En ce qui concerne l'exploitation des terres, les solutions doivent prendre en compte l’évolution à long terme. Il faut apprendre aux gens à utiliser des techniques d'irrigation plus ciblées afin de réduire la consommation d'eau dans l'agriculture et les jardins. L'Union européenne a exhorté les États à réutiliser les eaux usées urbaines traitées dans l'irrigation des cultures. Mais on ignore dans quelle mesure ces pays sont en mesure de le faire. Les systèmes d'alerte précoce sont-ils réellement en place et les appels à restreindre la consommation d'eau sont-ils lancés à temps? On constate que des systèmes de surveillance améliorés sont mis au point, notamment dans les pays plus arides d'Europe du Sud. Il faudrait probablement les déployer ailleurs. Il convient également d'éduquer la population à l'utilisation de l'eau.
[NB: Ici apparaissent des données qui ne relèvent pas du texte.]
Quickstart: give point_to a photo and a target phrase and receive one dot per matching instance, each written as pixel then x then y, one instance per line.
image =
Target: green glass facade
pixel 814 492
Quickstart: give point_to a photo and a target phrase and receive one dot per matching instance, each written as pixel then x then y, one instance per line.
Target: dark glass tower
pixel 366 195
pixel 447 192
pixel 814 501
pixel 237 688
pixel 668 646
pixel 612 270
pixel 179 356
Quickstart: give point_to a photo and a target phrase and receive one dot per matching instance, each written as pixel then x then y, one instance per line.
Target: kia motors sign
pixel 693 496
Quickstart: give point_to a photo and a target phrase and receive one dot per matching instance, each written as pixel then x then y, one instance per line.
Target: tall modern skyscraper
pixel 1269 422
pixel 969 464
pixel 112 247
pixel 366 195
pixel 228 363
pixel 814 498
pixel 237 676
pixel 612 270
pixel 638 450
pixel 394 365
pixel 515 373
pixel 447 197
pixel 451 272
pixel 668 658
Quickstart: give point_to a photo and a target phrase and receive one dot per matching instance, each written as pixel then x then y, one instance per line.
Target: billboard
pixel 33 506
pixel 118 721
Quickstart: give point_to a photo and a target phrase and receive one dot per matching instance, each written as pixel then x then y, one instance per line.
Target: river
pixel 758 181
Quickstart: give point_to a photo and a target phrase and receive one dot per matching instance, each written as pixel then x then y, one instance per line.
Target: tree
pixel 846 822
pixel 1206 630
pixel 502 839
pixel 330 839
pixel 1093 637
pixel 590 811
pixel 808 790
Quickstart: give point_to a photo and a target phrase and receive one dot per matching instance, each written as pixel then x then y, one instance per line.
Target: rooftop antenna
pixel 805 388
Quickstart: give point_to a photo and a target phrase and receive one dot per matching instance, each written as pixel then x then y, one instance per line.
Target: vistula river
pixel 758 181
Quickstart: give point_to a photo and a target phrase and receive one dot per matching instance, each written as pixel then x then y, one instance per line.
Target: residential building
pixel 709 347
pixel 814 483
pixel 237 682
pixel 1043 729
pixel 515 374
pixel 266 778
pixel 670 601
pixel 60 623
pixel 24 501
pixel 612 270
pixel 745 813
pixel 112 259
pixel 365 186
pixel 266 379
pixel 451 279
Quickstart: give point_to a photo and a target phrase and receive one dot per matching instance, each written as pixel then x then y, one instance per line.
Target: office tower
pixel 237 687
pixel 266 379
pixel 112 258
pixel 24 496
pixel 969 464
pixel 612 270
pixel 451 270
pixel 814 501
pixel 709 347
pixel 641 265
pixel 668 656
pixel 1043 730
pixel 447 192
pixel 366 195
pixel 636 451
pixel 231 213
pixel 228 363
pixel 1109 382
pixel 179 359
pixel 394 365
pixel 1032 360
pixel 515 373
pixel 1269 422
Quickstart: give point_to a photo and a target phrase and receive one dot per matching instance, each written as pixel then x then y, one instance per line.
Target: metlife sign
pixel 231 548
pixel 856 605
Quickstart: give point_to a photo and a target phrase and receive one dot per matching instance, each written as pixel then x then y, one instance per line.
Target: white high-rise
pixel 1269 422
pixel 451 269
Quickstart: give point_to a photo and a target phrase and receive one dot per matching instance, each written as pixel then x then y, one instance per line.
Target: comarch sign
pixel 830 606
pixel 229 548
Les populations qui vivent dans les régions autrefois relativement riches en eau doivent en effet s'adapter et changer de comportement. Elles doivent considérer l'eau comme une ressource vitale. Inciter les individus et les entreprises à abandonner leurs anciennes habitudes constitue sans doute l'un des défis les plus complexes auxquels l'humanité s’est trouvée confrontée. Mais avons-nous le choix?

 

Chris Doyle est directeur du Conseil pour la compréhension arabo-britannique (Caabu), situé à Londres.

Twitter: @Doylech

NDLR: L’opinion exprimée dans cette page est propre à l’auteur et ne reflète pas nécessairement celle d’Arab News en français.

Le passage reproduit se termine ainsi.